Thursday, October 18, 2012

The Myth of Tolerance & the Truth of Neighborly Love

For quite sometime I have held the opinion that all this talk of "tolerance" is really just a lazy excuse to continue adrift in our self-centered "iWorld" where nobody has to really know, appreciate, or care for anyone else besides themselves. Consequently, I continue to believe that Jesus' call to "Love your neighbor as yourself" is the most profound of all human ethics. I have yet to come across any kind of tolerance as radical and effective as the Judeo-Christian ethic of neighborly love. For it is only in this ethic that we look upon the diverse crowd of those to be 'tolerated' and name them our Neighbor. I recently came across this in Dallas Willard's book Knowing Christ Today.

"Several years ago the scientist and intellectual historian
Jacob Bronowski produced a television series and a book called The Ascent of Man." In the eleventh episode and chapter, he dealt with the great harm done by those who think they know. Supposedly, the harm is done just because they think they know. At the end of the episode he strides out into the ash pond at Auschwitz, squats down, and scoops up a handful of mud. 

'This,' he says,' is where people were turned into numbers. Into this pond were flushed the ashes of some four million people. And that was not done by gas. It was done by arrogance. It was done by dogma. It was done by ignorance. When people believe that they have absolute knowledge, with no test in reality, this is how they behave. This what men do when they aspire to the knowledge of the gods.'

....  Bronowski certainly regarded himself as expressing moral, though perhaps not religious, knowledge - as not just making a "leap of faith" - when he presses for the elimination of 'absolute' knowledge. Certainly he is not expressing a conclusion of any science known to humankind. And it is fair to ask how one can stand against arrogance and intolerance and persecution except on the basis of knowledge. Is that now what he is doing - resting his case on what he knows? What else is possible? He certainly did not think he was just expressing his own personal belief or commitment. 

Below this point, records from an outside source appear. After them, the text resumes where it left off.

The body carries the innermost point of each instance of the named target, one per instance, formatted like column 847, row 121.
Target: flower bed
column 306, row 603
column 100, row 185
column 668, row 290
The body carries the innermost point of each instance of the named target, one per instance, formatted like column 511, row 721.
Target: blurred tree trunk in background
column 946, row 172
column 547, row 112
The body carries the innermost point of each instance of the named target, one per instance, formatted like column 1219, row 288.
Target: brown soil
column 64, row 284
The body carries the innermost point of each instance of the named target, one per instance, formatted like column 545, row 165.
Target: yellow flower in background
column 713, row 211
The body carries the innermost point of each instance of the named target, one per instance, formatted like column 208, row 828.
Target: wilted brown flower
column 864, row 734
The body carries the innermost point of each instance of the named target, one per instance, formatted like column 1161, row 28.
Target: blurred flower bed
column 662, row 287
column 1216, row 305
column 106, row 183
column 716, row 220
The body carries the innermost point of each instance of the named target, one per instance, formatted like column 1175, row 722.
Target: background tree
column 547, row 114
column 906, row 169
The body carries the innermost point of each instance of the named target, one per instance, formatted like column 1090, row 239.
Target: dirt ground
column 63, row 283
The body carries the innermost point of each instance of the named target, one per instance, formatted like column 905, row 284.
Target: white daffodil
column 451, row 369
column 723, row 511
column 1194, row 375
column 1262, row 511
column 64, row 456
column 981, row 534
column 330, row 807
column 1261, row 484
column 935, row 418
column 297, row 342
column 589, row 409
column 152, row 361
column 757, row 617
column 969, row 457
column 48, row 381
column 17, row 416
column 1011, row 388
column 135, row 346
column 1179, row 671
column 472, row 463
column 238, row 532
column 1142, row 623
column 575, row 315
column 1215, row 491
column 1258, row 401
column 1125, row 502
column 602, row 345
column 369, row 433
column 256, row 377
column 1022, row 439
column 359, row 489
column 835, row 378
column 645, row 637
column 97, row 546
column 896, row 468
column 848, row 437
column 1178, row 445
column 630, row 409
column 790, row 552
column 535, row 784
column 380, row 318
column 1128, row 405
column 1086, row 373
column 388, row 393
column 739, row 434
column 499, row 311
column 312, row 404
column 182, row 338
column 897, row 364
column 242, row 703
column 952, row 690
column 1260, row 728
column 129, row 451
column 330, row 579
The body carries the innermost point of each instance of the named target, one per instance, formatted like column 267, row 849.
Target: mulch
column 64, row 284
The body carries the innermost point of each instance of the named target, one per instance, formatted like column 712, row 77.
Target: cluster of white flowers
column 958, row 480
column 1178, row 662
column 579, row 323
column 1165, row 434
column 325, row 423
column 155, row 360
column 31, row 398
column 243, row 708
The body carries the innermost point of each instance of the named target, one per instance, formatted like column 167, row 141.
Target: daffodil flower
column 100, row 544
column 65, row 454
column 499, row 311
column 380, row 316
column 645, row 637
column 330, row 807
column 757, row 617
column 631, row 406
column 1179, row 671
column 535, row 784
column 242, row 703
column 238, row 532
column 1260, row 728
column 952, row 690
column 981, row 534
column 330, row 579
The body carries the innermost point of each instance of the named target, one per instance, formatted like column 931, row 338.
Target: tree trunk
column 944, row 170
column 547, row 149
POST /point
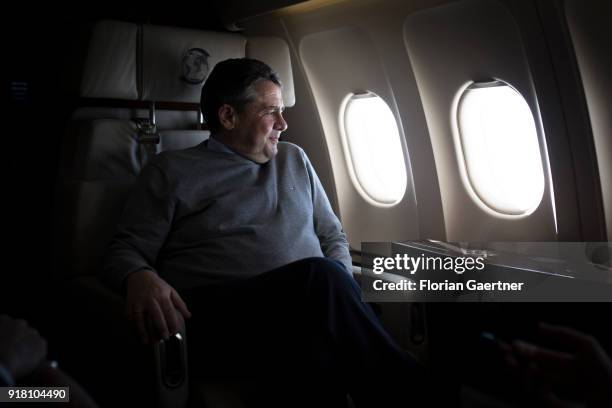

And is it not true that the brightest examples of people who stand against arrogance and intolerance are, for the most part, those who stand on the basis of what they take to be religious and moral knowledge? Wasn't that true of most of those who did oppose Hitler and his ash pond? And, just for the record, those who did not oppose Hitler usually blamed it, precisely, on lack of knowledge: "We did not know this was being done!

Also, it is not obvious, to say the least, that those who have abandoned religious and moral knowledge are more tolerant and less inclined to arrogance and cruelty than those who adhere to it. Human beings routinely assume superiority on many gorudns other than possession of knowledge. The sad truth is that people can be just as arrogant from belief, commitment, various associations, or simple egotism as from claimed knowledge. 

Do we actually find more humility and tolerance, with respect to things that really matter to them, in those who reject the possibility of religious knowledge than in those who accept religious knowledge? What are the empirical facts here, and where are the studies that establish them? Let's be scientific about that.

Tolerance is not indifference, but a generous regard and even provision for those who differ from us on points we deeply care about. To support tolerance - which is not the same as lacking intolerance - more is required than just a lack of certainty concerning differences at issue. We must also care about people.

Genuine tolerance itself must be based upon assured knowledge of what is real and what is right. And it always is. It is not a 'leap of faith.' Tolerance is not the lack of something, but the expression of a positive vision of what is good and right, a vision taken to be solidly grounded in the knowledge of how things really are.

It has often been considered knowledge that all human beings are equally loved by God, and the call to to tolerance was based on that. It was this type of vision, regarded as knowledge, that led to the abolition of slavery and legal segregation, for example. Such a vision, held as knowledge of how things really are, undergirds the possibility of a neighbor love that comes from the heart and reaches across all human differences."